I heard myself say to Eric while we were watching it, "I hope the future is all of America like Portlandia." It appears that Portlandia is what the styles of the last half century have evolved to, and will go on evolving through. It's like the counter-culture's grandchildren. What was important in counter culture looks to me to be important in Portlandia. Recalling a moment in the Sparta coffee shop, a high school girl there with a bad, half-assed, not completely committed punk hairdo that merely looked like she'd come in out of the wind. She was wearing a black tshirt with a long name of a band I'd never heard of going over the roller coaster humps of her fully formed breasts. I caught myself having to focus to figure out the lettering, white on black. It took so long, I knew she'd glance over and see me totally focused on her tits, which, I have to say, rated notice. Maybe it's why she likes that shirt; makes you focus on her tits to read it. Thought I'd approach it directly. I asked her what it said. The answer was what you say when you're consumed by a television style in high school and an old turd older than your grandparents in white hair makes a remark about your style. "It's a band." Duh, I thought: Baby, your outfit is about 35 years retro, if you want to get into who is uninformed about style. So I asked the name of the band. It was a long name I don't remember. I pictured a Britney Spears with black hair and black fingernails, screaming goth punk and the band dressed in tight black leather, going by the style of the girl wearing the shirt.
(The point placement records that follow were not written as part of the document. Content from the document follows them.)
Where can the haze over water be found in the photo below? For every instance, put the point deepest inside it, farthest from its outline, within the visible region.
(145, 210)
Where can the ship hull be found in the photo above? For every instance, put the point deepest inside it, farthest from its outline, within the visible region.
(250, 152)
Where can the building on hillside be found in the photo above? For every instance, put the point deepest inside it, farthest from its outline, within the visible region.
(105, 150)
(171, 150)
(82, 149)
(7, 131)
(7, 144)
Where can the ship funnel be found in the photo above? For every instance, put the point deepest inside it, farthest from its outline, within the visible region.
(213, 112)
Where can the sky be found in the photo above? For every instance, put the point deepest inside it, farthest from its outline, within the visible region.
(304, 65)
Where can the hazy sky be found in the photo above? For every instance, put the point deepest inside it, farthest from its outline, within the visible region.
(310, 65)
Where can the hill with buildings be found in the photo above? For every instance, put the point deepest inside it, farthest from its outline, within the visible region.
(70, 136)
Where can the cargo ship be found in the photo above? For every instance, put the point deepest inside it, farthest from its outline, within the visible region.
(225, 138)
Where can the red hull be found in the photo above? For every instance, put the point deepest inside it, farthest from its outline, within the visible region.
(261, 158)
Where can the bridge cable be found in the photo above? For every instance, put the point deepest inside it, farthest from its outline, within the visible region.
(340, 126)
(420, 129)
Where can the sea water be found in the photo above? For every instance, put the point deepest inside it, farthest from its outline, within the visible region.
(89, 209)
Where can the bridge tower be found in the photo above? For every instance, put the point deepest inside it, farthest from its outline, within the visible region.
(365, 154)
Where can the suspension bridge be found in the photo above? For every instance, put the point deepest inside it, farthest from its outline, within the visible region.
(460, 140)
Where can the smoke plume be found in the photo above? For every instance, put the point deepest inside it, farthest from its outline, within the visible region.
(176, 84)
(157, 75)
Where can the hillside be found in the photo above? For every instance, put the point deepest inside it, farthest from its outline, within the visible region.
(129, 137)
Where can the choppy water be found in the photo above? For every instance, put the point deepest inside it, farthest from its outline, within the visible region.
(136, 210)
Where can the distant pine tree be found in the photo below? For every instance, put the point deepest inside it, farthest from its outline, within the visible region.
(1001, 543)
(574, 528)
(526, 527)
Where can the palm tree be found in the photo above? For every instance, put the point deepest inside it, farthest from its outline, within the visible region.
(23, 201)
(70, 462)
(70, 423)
She was Portlandia. A large number of people who go to the coffee shop in Sparta are of the Portlandia style. I'm seeing the Portlandia style is all over the country, even in the small towns now. Not that they're freaks, but that the people all around them in the world they live in think little to nothing about it. They watch tv too. It is becoming a television youth style. If the girl in Sparta with the halfway punk look lived in Portland, her hair would be dyed some hair-dye coca-cola truck red or dead black. Another day in the coffee shop I asked her why she didn't go all the way with her hair and do what she wanted to do. "My mother would kill me." Her mother follows the tv anchorwoman style. When I say the people at the coffee shop are Portlandia, they are what I think of as American individualists in some and American conformist in others, everyone dressed in their own style, albeit seldom "freak" style, except in the teenagers wearing 70s outfits that speak individualism in a world of conformity. I see this paradox in a lot of the young; political correctness conformity to the max, shamelessly to the max, mixed with individualism in apparel as worn in commercials, where it makes a difference if the label in your tie says Nieman*Marcus or Penny's. That's individualism today.
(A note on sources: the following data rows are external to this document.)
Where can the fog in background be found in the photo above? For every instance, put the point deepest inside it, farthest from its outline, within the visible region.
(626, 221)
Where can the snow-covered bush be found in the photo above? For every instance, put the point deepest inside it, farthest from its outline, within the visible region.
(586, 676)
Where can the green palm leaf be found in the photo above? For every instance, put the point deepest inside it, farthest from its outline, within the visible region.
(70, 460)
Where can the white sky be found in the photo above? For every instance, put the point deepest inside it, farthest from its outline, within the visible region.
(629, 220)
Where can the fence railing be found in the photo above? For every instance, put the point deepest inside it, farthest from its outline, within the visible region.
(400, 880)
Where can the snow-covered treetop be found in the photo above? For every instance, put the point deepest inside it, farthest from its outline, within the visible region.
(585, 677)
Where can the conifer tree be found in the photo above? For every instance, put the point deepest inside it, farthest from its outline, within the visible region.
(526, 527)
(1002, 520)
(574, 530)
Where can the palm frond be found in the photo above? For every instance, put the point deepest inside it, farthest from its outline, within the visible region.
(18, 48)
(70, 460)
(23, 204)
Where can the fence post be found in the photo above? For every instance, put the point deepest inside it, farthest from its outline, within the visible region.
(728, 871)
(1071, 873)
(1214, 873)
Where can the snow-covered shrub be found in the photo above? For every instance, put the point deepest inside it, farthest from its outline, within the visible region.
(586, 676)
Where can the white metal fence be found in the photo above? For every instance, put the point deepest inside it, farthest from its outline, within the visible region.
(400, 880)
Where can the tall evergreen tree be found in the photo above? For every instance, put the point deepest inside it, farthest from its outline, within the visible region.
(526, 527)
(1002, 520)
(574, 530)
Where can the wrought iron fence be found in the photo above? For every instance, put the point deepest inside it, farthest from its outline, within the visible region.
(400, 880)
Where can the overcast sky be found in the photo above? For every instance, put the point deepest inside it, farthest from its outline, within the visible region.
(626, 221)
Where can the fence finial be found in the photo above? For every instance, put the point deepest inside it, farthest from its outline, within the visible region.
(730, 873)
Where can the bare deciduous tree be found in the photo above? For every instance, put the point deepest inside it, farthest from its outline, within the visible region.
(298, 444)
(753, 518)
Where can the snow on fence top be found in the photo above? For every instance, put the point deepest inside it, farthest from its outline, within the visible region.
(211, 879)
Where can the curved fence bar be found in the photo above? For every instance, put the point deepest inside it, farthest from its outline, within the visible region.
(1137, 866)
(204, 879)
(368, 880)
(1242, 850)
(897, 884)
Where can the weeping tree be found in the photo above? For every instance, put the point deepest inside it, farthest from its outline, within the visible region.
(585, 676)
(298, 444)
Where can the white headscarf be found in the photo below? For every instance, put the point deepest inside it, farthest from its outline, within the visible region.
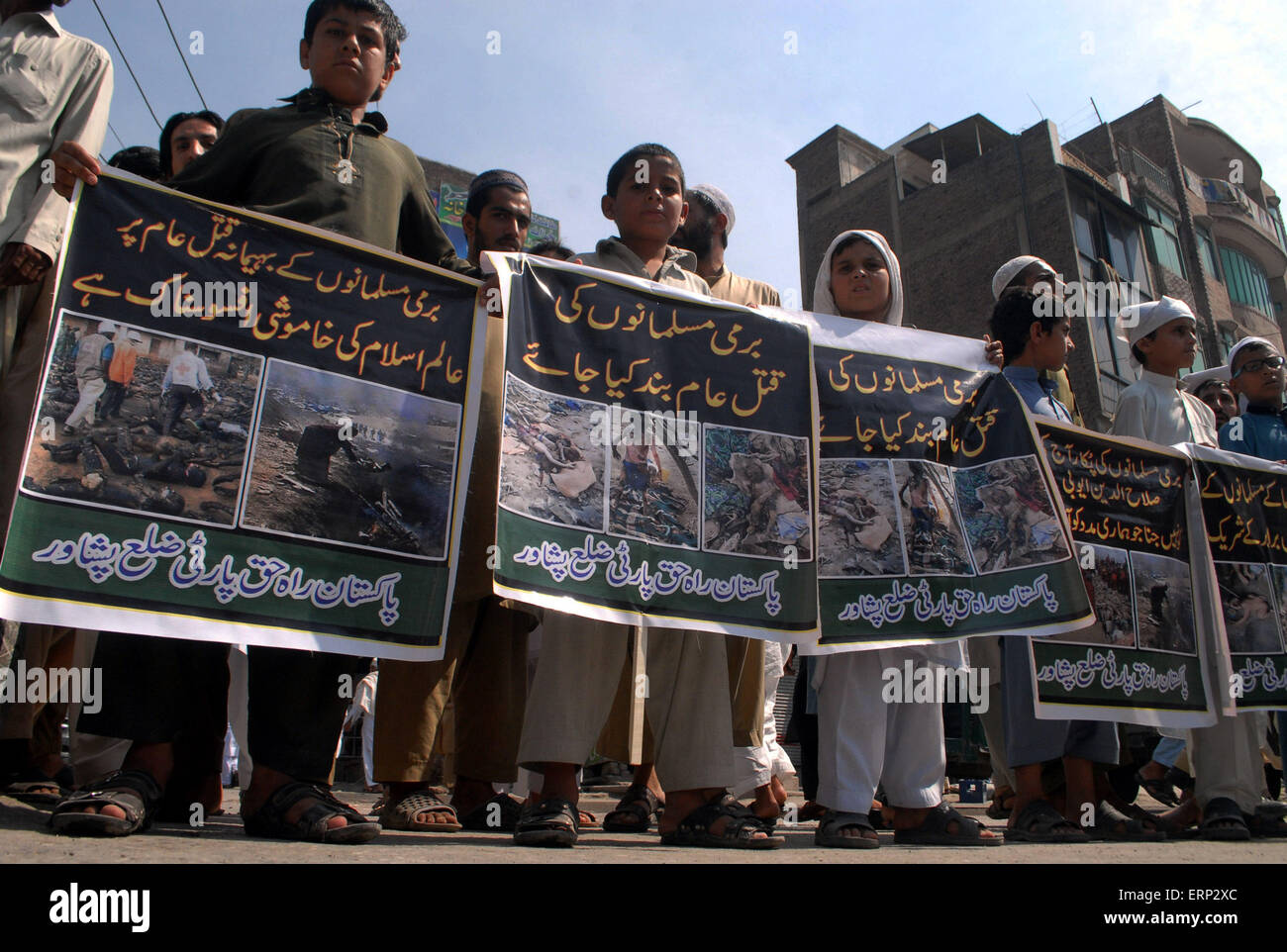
(824, 303)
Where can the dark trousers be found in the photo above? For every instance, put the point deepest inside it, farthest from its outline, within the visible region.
(112, 399)
(163, 690)
(176, 400)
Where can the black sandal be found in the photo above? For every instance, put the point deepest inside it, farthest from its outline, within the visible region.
(739, 831)
(636, 811)
(1158, 789)
(552, 822)
(828, 832)
(1223, 822)
(133, 792)
(269, 821)
(934, 831)
(1041, 822)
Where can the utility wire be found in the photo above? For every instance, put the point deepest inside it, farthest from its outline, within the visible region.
(128, 64)
(116, 134)
(183, 58)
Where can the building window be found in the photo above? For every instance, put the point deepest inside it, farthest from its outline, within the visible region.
(1166, 239)
(1102, 236)
(1246, 282)
(1206, 251)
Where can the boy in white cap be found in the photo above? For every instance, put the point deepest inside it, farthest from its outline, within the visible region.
(1256, 373)
(1211, 386)
(1162, 337)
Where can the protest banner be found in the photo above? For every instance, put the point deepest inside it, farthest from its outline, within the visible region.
(938, 519)
(1244, 515)
(656, 462)
(288, 451)
(1133, 522)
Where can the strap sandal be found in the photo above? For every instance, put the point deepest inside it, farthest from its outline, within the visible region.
(1223, 822)
(1158, 822)
(1111, 823)
(1041, 822)
(498, 814)
(1265, 826)
(828, 832)
(269, 821)
(1002, 805)
(35, 789)
(551, 822)
(1158, 789)
(934, 831)
(739, 831)
(136, 793)
(636, 811)
(411, 813)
Portlandia is two actors, male and female, playing a couple of different Portland kinds of characters living in the world of the youthful styles every episode, interacting in restaurants, coffee shops, at work and a variety of other places in Portland where the grandchildren of the counter culture live and work and play. Here's a link to see what I saw: www.ifc.com/Portlandia  I can't say if it will be to your liking or not, but for myself, it satisfies with a John Watersesque view that makes no concessions to anyone who doesn't get it. Kind of like South Park and Beavis and Butthead, Simpsons, satires of present trends without judgment. More like using our present American culture as resources for comedy, as done in every culture. I've never been one to watch sitcoms, but have to confess, I'll be seeing some more of Portlandia, Laurel and Hardy slapstick a century beyond.